SAN FRANCISCO (Reuters) - Tens of thousands of emails sent on Thursday that asked recipients to volunteer for the Democratic Party ahead of the November U.S. election actually came from email scammers and carry malicious software, according to researchers at cybersecurity firm Proofpoint.
The emails borrow language from the website of the Democratic National Committee and seek to leverage interest in the U.S. presidential election following the first televised debate Tuesday between Republican President Donald Trump and Democratic contender Joe Biden, said Sherrod DeGrippo, senior director of threat research at Proofpoint.

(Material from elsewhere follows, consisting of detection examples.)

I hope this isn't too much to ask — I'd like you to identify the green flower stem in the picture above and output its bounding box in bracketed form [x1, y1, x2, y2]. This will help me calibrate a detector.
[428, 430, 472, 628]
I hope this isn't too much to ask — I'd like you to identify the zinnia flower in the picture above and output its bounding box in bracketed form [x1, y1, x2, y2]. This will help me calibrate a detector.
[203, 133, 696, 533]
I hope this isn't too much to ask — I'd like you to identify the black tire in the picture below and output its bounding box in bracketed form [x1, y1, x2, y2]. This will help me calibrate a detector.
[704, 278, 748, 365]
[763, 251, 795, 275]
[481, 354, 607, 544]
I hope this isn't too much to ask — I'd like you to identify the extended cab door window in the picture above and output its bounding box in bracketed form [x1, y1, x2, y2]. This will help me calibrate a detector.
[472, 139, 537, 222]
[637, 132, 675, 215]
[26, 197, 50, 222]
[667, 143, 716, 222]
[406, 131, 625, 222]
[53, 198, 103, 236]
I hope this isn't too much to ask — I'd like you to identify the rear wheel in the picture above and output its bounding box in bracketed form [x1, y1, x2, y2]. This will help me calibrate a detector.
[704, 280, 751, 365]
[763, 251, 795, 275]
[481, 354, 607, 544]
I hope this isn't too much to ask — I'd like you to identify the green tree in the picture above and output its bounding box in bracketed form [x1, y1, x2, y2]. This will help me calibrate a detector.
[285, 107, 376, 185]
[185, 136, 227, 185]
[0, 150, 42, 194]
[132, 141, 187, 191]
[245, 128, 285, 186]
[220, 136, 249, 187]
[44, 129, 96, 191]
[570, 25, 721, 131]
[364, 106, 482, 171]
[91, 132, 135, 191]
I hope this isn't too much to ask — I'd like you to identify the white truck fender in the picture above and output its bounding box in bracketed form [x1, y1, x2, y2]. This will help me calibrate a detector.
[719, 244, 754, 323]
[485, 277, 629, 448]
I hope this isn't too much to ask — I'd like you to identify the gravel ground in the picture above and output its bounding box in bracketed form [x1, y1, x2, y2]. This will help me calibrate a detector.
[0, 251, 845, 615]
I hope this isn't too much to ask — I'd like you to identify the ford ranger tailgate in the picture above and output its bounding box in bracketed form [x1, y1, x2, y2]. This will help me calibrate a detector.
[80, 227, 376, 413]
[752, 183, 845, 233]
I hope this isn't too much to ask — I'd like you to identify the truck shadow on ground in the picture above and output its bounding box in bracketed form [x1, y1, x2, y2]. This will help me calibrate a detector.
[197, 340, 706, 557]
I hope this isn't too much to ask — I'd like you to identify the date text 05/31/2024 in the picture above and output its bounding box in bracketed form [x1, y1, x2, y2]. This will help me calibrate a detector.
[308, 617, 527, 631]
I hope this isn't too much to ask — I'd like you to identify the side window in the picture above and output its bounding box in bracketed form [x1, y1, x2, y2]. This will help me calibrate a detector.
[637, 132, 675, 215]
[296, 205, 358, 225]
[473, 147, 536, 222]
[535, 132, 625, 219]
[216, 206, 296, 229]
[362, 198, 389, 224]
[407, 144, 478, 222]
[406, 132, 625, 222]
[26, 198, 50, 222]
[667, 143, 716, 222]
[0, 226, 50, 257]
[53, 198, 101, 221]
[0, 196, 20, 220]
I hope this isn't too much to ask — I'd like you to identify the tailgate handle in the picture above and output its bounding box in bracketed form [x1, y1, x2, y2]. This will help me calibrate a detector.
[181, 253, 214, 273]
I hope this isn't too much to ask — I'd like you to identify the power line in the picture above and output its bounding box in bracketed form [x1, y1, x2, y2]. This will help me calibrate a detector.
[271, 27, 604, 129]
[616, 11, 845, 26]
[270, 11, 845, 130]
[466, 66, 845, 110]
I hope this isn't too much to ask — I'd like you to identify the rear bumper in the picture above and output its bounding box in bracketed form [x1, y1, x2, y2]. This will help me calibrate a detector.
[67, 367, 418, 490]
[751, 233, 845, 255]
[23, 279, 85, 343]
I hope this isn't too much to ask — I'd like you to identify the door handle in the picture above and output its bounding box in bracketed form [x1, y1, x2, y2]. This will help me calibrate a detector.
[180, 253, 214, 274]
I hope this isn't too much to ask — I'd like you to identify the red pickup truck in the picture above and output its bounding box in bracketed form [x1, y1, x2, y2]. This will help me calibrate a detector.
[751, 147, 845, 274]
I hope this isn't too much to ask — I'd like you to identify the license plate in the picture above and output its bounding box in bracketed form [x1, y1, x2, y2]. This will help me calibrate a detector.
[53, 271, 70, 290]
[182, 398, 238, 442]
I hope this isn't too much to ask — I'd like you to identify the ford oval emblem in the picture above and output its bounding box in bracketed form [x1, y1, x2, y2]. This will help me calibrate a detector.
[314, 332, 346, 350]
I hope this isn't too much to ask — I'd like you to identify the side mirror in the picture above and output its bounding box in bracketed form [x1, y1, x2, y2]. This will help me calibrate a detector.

The Word document attached to the spam contains miniature programs known as macros that, if enabled by the recipient, install a password-stealing program known as Emotet, DeGrippo said.
“We know that attackers will use themes and current events in the hopes of compromising people,” DNC spokesman Chris Meagher said. “The DNC takes cybersecurity seriously and encourages everyone to be vigilant when opening emails and attachments to protect themselves.”
The emails come less than five weeks before the Nov. 3 election.
Some 30,000 emails had been sent with the DNC theme by early evening on the East Coast, the Proofpoint researchers said.
The emails appear with different sender names and subject lines, but all assert in the text that they are sent on behalf of the DNC and ask for volunteers, declaring: “the way we win is by organizing.”
The attachment is sometimes titled “Team Blue Take Action,” according to an email intercepted by Proofpoint.
DeGrippo said she believes the email senders are motivated by money, not politics. “They want to get the most clicks.”
Emotet steals financial passwords and usually installs other malicious programs that can be controlled remotely, among other things enabling ransomware, DeGrippo said.